The first commission, Francesco Ciurlo’s Hasta pulverizarse los ojos (Until the eyes are pulverised) balances exhalation-like gestures with fragmentation. Immediately after, Haydn and Schubert sound transformed. The next group combines Bartók and Shostakovich with Bertelsmeier, Reich and Komitas. This section is the strongest. Reich’s WTC 9/11, with tape, is devastating, as is Komitas’s guileless Spring.

The third section begins with a Felix Mendelssohn Adagio. The closing movement of Smetana’s ‘From my Life’ Quartet provides a welcome change of mood. Oddly, we then hear Janáček’s complete ‘Kreutzer Sonata’ Quartet (albeit in a searing performance). The final commission, by ‘post-composer’ Carlos Escudero, involves QR codes and somewhat confusing instructions, resulting in a strangely flippant experience guided by violist William Coleman’s perhaps unintentionally humorous-ironic voice.

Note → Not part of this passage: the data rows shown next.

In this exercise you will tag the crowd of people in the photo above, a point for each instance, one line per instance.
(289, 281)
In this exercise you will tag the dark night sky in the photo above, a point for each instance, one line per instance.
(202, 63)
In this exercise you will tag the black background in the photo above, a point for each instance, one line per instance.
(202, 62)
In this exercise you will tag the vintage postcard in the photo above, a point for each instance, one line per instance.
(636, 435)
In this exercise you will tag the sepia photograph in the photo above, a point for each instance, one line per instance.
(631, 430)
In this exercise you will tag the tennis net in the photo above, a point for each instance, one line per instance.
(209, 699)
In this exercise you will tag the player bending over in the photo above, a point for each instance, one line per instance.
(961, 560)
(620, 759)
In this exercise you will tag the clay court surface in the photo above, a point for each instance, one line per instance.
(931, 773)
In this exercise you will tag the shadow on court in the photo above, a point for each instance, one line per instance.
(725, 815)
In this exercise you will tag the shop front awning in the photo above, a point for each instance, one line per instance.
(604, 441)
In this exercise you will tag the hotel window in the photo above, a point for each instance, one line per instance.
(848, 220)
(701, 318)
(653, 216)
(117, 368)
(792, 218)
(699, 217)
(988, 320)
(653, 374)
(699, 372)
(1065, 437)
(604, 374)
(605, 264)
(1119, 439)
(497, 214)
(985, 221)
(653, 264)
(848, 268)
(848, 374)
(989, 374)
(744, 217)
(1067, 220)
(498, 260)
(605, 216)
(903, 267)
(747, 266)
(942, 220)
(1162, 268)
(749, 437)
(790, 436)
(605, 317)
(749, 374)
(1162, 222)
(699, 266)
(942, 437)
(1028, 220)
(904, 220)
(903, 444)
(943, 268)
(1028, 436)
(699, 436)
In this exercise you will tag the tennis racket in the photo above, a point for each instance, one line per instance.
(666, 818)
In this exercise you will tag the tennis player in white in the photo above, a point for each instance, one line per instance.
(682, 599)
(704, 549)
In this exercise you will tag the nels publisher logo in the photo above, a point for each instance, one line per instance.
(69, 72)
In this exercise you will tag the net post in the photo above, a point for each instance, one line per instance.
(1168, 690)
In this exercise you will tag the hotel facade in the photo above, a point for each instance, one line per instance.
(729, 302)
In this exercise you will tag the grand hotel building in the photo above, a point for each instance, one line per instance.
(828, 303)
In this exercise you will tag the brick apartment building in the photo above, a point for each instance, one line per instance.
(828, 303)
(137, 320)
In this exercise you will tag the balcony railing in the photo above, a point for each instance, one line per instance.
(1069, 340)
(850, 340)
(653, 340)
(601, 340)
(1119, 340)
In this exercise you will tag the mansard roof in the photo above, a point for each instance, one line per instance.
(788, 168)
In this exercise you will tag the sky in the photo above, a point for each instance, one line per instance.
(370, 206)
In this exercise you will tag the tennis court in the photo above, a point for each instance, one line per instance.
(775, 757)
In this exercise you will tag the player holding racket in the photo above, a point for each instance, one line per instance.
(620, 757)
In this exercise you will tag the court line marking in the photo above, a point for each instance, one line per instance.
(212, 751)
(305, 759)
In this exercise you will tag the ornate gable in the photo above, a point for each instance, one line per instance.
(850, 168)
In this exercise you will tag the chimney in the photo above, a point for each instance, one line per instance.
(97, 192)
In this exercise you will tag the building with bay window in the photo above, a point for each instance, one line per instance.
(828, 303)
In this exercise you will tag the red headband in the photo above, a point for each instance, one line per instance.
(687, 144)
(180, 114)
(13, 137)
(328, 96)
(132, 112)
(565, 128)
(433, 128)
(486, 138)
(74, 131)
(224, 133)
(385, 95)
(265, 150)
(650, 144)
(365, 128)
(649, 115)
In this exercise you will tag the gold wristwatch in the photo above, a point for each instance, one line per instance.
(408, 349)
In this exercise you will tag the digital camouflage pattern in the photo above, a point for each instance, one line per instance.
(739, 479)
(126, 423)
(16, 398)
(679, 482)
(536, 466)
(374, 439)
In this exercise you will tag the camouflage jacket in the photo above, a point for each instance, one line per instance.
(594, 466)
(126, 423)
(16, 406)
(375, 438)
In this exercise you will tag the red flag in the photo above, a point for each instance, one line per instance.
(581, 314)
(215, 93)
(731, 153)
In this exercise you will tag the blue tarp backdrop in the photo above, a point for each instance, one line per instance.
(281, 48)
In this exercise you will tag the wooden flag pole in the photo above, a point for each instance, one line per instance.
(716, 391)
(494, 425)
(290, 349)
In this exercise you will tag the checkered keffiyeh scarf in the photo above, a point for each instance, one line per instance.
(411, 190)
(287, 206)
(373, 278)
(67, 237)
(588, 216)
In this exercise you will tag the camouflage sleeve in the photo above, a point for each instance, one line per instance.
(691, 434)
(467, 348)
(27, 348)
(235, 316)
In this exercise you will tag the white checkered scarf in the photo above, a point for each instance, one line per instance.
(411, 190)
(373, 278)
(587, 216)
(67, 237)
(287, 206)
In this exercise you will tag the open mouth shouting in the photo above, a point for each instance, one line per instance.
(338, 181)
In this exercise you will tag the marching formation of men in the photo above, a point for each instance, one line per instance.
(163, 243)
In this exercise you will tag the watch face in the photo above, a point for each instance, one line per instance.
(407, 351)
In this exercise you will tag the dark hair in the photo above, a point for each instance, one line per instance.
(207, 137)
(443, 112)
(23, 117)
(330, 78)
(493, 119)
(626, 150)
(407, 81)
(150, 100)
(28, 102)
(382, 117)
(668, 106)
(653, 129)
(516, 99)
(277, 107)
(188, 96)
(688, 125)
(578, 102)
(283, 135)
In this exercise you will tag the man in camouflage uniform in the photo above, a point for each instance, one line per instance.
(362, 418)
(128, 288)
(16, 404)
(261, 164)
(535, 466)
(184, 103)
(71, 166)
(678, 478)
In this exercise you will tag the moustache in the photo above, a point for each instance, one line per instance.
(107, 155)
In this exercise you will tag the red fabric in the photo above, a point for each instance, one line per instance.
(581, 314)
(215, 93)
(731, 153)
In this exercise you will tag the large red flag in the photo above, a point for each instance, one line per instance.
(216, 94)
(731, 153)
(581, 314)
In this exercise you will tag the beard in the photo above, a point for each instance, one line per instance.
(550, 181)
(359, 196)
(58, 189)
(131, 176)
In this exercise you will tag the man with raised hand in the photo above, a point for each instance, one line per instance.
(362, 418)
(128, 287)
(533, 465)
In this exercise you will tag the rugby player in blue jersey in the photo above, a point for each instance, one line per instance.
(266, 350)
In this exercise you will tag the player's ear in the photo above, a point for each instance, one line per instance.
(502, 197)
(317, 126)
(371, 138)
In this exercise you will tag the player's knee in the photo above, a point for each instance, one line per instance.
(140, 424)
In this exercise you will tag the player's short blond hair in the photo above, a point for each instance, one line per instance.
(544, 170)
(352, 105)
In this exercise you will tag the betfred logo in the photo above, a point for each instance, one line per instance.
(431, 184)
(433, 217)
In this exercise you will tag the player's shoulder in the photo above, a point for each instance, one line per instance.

One caveat: although the liner notes speak of ‘humankind’, the Kuss’s ‘world’-view remains largely male Eurocentric. We venture no further south than Armenia, and Birke Bertelsmeier’s memorable ‘Krise’ occupies 3.5 minutes of an 84-minute album. Ironically, Escudero’s QR-code instructions quote the French composer Hélène de Montgeroult declaring that she can get nobody to take an interest in her efforts.

Nevertheless, the playing is exquisitely judged, shifting between fragility and strength, alienation and familiarity. The recorded sound is intimate, creating compelling sonic affinities.